- Bande dessinée, 142 pages
- Editeur : Hachette livre (Marabout)
- Dépot légal : Septembre 2023
- ISBN : 978-2-501-123417-8
Présentation de l’ouvrage (4ème de couverture)
Qui était vraiment Thomas Sankara ?
Un visionnaire, un rêveur?
L’ancien président du Burkina Faso voulait transformer son pays, ancienne colonie française, en un état moderne, égalitaire, écologiste, féministe et farouchement indépendant. A-t-il eu raison trop tôt? Lâchement assassiné à la des des années 80, il n’a cessé, depuis de fasciner une grande partie de la jeunesse mondiale. Celle qui a envie de rêver, justement et de prendre son destin en main.
Comme la jeune Léa qui va partir à la découverte de Thom’ Sank’ et entrainer avec elle sa famille, entre Paris et Ouagadougou.
Les auteurs
Pierre Lepidi est reporter au service Afrique du journal Le Monde. Il a écrit plusieurs ouvrages sur la Corse, dont il est originaire et le continent africain.
Françoise-Marie Santucci, autrice et journaliste, a grandi en Côte d’ivoire.

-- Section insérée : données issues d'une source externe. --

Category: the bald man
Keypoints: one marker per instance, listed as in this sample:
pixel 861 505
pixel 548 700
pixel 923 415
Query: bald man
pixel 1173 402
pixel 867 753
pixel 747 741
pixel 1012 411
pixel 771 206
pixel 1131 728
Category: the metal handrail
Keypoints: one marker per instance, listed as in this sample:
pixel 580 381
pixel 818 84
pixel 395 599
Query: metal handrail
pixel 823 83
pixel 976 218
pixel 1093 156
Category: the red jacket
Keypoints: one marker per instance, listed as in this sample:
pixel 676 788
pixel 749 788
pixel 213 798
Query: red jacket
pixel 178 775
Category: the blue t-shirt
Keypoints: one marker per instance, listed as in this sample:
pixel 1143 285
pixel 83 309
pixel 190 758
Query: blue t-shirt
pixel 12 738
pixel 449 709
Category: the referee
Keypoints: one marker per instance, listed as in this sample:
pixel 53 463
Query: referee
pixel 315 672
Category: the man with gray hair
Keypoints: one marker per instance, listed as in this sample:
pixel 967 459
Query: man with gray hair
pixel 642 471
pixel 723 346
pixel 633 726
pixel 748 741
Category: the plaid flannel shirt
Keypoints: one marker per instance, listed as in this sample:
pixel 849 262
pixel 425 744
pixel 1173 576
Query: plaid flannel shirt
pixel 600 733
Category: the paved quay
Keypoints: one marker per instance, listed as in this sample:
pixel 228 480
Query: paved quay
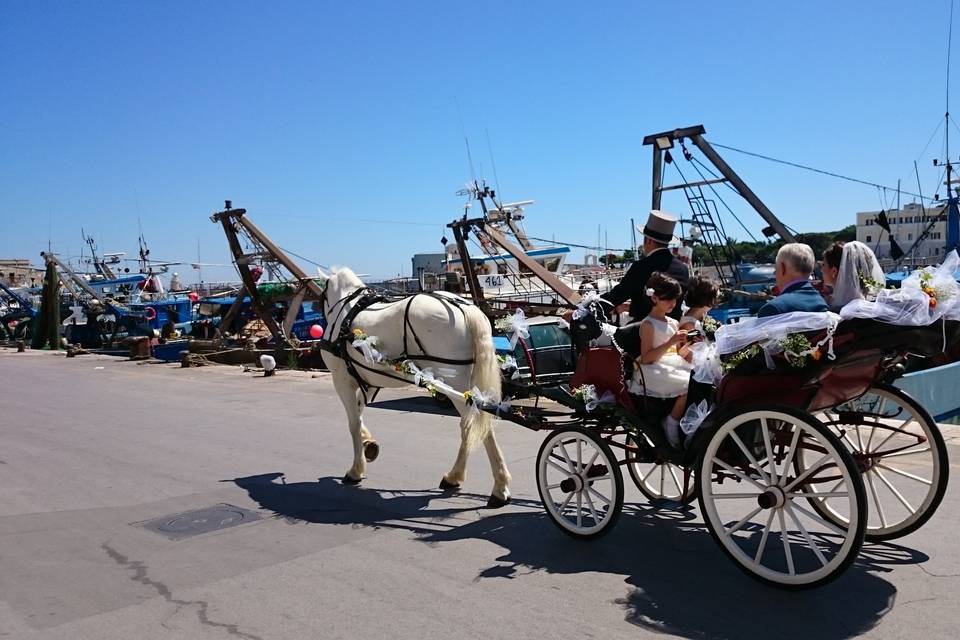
pixel 98 456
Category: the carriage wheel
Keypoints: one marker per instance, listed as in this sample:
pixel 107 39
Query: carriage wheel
pixel 754 500
pixel 657 479
pixel 580 483
pixel 901 453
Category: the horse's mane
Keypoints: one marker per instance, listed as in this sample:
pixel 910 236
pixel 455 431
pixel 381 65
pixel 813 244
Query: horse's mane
pixel 345 277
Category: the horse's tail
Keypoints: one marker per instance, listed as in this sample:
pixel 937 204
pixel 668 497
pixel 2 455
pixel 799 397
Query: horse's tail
pixel 485 375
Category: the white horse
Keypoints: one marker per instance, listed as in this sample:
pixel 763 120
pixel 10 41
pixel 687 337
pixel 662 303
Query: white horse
pixel 440 326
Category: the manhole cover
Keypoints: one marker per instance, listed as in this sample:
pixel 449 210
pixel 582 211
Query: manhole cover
pixel 194 523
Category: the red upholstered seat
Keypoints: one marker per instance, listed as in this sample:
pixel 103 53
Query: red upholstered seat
pixel 602 367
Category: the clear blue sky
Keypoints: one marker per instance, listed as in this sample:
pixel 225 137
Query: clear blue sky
pixel 319 117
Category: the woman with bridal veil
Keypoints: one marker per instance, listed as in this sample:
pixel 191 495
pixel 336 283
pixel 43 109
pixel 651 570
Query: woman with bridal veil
pixel 858 276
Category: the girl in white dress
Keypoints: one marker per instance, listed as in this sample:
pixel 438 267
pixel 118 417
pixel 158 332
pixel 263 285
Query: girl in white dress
pixel 664 366
pixel 701 297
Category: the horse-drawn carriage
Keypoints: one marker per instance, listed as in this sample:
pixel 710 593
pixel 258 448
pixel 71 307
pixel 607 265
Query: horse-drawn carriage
pixel 793 467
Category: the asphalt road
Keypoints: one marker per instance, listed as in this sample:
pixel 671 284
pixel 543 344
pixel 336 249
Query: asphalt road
pixel 92 448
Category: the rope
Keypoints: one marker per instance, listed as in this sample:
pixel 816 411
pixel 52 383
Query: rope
pixel 815 170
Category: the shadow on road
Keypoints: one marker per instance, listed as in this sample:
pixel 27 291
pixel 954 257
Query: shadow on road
pixel 679 581
pixel 416 404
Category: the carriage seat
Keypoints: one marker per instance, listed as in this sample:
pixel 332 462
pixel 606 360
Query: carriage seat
pixel 607 370
pixel 603 367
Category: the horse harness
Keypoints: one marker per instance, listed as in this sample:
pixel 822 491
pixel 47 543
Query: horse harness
pixel 363 298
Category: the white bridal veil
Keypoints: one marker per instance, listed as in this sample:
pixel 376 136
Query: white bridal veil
pixel 860 275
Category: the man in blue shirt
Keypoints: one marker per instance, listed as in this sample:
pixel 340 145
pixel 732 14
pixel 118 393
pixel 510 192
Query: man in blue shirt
pixel 795 262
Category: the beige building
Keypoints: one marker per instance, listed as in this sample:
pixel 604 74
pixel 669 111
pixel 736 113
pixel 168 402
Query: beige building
pixel 906 225
pixel 17 272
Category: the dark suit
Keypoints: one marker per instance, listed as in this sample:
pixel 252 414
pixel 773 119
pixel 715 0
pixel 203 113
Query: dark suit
pixel 801 296
pixel 633 286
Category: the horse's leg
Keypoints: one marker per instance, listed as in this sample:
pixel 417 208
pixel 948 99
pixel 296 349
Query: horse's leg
pixel 370 447
pixel 452 480
pixel 349 392
pixel 500 495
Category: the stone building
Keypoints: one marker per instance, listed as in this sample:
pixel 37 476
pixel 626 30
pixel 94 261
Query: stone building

Passionnée par l’Afrique de l’Ouest, elle a notamment travaillé à Libération et dirigé le magazine ELLE. Elle a publié plusieurs ouvrages et romans, dont A la rechercher des odeurs perdues, Grasset 2023.
Pat Masioni, est caricaturiste de presse, peintre, carnettiste mais surtout artiste 3D et auteur illustrateur de Bande Dessinée et de Comics Américain. Né en République démocratique du Congo, il vit à Paris depuis 20 ans. Diplômé des Beaux Arts de Kinshasa, il est le seul africain publié comme auteur de Comics aux États Unis (DC comics). Il est publié par des éditeurs français, américains, anglais, italiens, suisses et congolais. Il est l’auteur d’une vingtaine de BD et Comics, la plupart sur thèmes humanistes et engagés.
Nos commentaires
Ne gâchons notre plaisir. Engagé depuis longtemps dans la popularisation des idées et de l’œuvre de Thomas Sankara, cette bande dessinées qui sort d’ailleurs en même temps qu’une autre, 10 ans après la première BD sur ce sujet, ne peut que nous ravir. Incontestablement elle va encore étendre le rayonnement de Thomas Sankara. Cet engouement permet un saut supplémentaire dans la diffusion de la connaissance de ce rebelle visionnaire.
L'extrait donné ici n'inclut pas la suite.